C. S. Mott Children's Hospital
Pulmonology: Research
Wan C. Tsai, M.D.
TSAI04G0 (Tsai, PI) 4/10/04-3/31/06
Cystic Fibrosis Foundation Research Grant
“Effect of macrolides on neutrophil recruitment in Pseudomonas endobronchial infection”
Role: Principal Investigator
This application addresses the mechanism by which inhibits azithromycin inhibits neutrophil
recruitment in response to Pseudomonas aeruginosa infection.
CXC Chemokines in Pseudomonas Airway Infection
Persistent airway (endobronchial) infection due to mucoid and nonmucoid strains of Pseudomonas aeruginosa is a common and devastating complication of airway diseases such as cystic fibrosis and bronchiectasis, resulting in progressive airway destruction that carries a high mortality, despite the best available therapy. Dr. Tsai's broad, long-term objective is to define the mechanism of recruitment and activation of immune cells in Pseudomonas endobronchial infection. The central hypothesis of this work is that the influx of neutrophils into the airways in Pseudomonas endobronchial infection is mediated by a family of chemotactic cytokines, the ELR(+) CXC chemokines, and that manipulation of these ligands or their receptor will impact the outcome of this infection.

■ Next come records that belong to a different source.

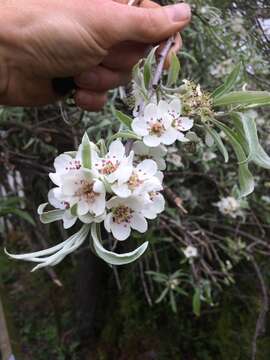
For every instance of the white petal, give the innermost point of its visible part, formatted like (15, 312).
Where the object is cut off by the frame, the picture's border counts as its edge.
(150, 112)
(107, 222)
(54, 198)
(184, 124)
(169, 137)
(158, 151)
(147, 168)
(98, 206)
(158, 204)
(116, 150)
(56, 179)
(121, 190)
(163, 108)
(69, 220)
(99, 187)
(175, 107)
(140, 127)
(138, 223)
(140, 148)
(120, 231)
(151, 140)
(82, 208)
(61, 162)
(161, 163)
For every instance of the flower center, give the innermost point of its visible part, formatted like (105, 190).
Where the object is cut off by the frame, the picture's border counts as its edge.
(86, 191)
(157, 128)
(108, 167)
(74, 165)
(134, 181)
(122, 214)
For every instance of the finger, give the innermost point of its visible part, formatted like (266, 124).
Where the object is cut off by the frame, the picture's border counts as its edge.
(101, 79)
(125, 55)
(175, 48)
(143, 24)
(89, 100)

To test this hypothesis, Dr. Tsai and her colleagues are: 1) Examining the time-course and magnitude of expression of the ELR(+) CXC chemokines and their receptor, CXCR2, in mice challenged with intratracheal mucoid P. aeruginosa agar beads; 2) Determining the contribution of specific ELR(+) CXC chemokines, and their shared receptor CXCR2 in mucoid Pseudomonas endobronchial infection by evaluating the outcome of infection in animals passively immunized with neutralizing antibodies against CXCR2 or selected ligands; and 3) Evaluating the effect of airway-specific transgenic expression of relevant ELR(+) CXC chemokines in mucoid Pseudomonas endobronchial infection, by examining the outcome of infection in lung-specific chemokine transgenic animals and animals transiently expressing the chemokine transgene in the airway using adeno-associated viral gene therapy. This work is funded by the National Institutes of Health.
Recent Publications:
- Tsai WC, Strieter RM, Mehrad B, Newstead MW, Zeng X, Standiford TJ. CXC Chemokine Receptor CXCR2 is essential for protective innate host response in murine Pseudomonas aeruginosa pneumonia. Infect Immun 68: 4289-4296, 2000.
- Tateda K, Moore T A, Newstead MW, Tsai WC, Zeng X, Deng JC, Chen G, Reddy R, Yamaguchi K, Standiford TJ. Chemokine-dependent neutrophil recruitment in a murine model of legionella pneumonia: Potential role of neutrophils as immunoregulatory cells Infect Immun 69: 2017-2024, 2001.
- Reddy RC, Chen GH, Tateda K, Tsai WC, Phare SM, Mancuso P, Peters-Golden M, Standiford TJ. COX-2 inhibition improves early survival in murine endotoxemia but fails to decrease mortality in bacterial peritonitis. Am J Physiol Lung Cell Mol Physiol 281: L537-L543, 2001.
- Zeng X, Moore TA, Newstead MW, Hernandez-Alcoceba R, Tsai WC, Standiford TJ. Intrapulmonary expression of macrophage inflammatory protein 1alpha (CCL3) induces neutrophil and NK cell accumulation and stimulates innate immunity in murine bacterial pneumonia. Infect Immun. 71: 1306-15, 2003.